Civil rights is something that has definately improved, as well as human rights. Take a look at more tribal and primative cultures- people have little to no rights. We are definately freer. For example I was researching the Mossi and they have to have permission to move! In soviet russia home moves YOU!
Trust me, Christianity isn't responsible for the improvement in morality. The best counter example is the fact that the church tended to be on both sides of every moral debate. Indian eradication, slavery, abortion, women's sufferage... you had christians on both sides using the bible to justify their positions.
Not to mention that Greeks and Romans managed to improve some with Judeo-Christian ideals (although to be fair abolishing slavery and replacing in with serfdom- at least in Europe appears to have been due to the Church).
As for people evolving... well, there is significantly less selection pressure on humans now, so we are experiencing less natural selectiona and more genetic drift. Or to be more precise, humans aren't much different than they were ten milenia ago and they won't be much different in the future- barring gene engineering (first on the list- being able to make vitamin C).
Moral evolution is different from physical evolution- the civil rights movement is a great example. The time it would take for white and black people to blend is many, many generations (there would be holdouts- especially with social bans). The time for social change was 100 years since the end of slavery. So you can observe moral progress- just look at the Gay rights movement or the attempts to improve the third world and end barbaric tribal practices.
Samuel
ReplyDeleteI don't really know enough about tribal culture, though I guess you have to take any culture as a package. We have more rights and more money, but higher rates of depression and family breakdown, so there's probably a trade-off in most societies. Quite a few Iraqis are working that through at the moment.
My question would be whether moral progress is simply progress, or is it evolution? To call it 'evolution' puts it under the label of a grand historical process which has been going for billions of years. Or is evolution a metaphor which we use for 'progress to something better'. And to come back to John Gray, if it is evolution, then does that mean that moral progress is inevitable?

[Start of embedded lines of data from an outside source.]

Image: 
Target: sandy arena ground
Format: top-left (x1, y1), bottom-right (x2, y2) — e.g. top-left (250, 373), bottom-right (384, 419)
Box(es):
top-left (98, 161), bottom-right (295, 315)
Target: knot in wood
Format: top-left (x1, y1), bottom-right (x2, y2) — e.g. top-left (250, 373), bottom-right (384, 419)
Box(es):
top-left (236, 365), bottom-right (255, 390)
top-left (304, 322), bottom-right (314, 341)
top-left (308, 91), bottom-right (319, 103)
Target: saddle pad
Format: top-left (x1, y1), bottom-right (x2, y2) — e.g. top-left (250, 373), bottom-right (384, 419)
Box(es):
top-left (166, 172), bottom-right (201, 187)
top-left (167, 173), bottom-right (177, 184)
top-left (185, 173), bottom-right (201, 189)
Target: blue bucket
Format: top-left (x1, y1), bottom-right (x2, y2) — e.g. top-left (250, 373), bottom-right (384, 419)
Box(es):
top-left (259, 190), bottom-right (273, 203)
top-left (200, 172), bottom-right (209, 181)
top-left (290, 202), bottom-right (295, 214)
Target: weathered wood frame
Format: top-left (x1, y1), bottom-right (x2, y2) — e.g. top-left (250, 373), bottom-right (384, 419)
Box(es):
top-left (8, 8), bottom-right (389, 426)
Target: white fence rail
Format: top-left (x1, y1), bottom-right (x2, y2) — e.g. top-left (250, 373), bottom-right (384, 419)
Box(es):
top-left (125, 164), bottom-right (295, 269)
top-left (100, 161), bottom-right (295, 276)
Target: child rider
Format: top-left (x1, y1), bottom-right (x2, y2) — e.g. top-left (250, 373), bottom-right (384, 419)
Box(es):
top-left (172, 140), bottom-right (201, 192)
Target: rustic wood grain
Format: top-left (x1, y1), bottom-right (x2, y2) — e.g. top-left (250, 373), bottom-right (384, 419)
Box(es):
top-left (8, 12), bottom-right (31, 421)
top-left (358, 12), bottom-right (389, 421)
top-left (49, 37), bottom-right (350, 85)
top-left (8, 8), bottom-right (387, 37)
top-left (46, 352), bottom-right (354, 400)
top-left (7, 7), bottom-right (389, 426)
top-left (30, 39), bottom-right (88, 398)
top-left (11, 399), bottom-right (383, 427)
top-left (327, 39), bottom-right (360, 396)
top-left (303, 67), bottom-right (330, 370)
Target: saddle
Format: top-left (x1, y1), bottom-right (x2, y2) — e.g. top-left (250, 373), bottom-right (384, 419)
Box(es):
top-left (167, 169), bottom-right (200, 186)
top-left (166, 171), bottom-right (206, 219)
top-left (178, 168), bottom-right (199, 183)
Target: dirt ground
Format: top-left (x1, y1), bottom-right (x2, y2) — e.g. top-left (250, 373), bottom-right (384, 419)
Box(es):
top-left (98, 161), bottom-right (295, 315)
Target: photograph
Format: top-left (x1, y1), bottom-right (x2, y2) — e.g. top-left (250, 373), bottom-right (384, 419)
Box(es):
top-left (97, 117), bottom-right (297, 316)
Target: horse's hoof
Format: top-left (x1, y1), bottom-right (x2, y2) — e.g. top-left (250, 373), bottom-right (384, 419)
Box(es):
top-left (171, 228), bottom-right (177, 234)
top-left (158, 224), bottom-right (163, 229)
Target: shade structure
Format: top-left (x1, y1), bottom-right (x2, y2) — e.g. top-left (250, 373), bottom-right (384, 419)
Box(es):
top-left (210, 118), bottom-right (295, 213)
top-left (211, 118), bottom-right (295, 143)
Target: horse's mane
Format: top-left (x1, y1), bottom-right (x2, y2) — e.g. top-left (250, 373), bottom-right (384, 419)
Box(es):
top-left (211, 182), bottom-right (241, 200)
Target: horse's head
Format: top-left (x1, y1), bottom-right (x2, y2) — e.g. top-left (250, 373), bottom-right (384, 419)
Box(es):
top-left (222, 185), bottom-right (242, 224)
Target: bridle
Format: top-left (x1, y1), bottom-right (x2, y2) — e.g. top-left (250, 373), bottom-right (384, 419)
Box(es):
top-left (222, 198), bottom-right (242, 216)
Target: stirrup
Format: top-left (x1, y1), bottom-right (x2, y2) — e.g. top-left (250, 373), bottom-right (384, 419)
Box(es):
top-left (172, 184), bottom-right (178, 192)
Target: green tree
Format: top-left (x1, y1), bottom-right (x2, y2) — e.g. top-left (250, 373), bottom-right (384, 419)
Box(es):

It's also difficult to take a biological theory developed by studying millions of years of history, and then applying it to real time. Even the last 2000 years are a drop in the ocean, and if the human species blows itself off the face of the planet (still a possible scenario) then the verdict of history will be a different one. It all depends when you take the snapshot.
Tribal culture is like the Israeli's in the bible, but worse. In fact some people believe the reason organize religion developed was to prevent unrelated people from killing each other.
ReplyDeleteProgress. Evolution is a blind undirected force. Moral progress isn't inevitable, just favored- it works better than the alternatives. For example, democracy spread because it drives out despotism, and emancipation spread for the same reason. Caring for foreigners doesn't have the same imputus and is thus rarer.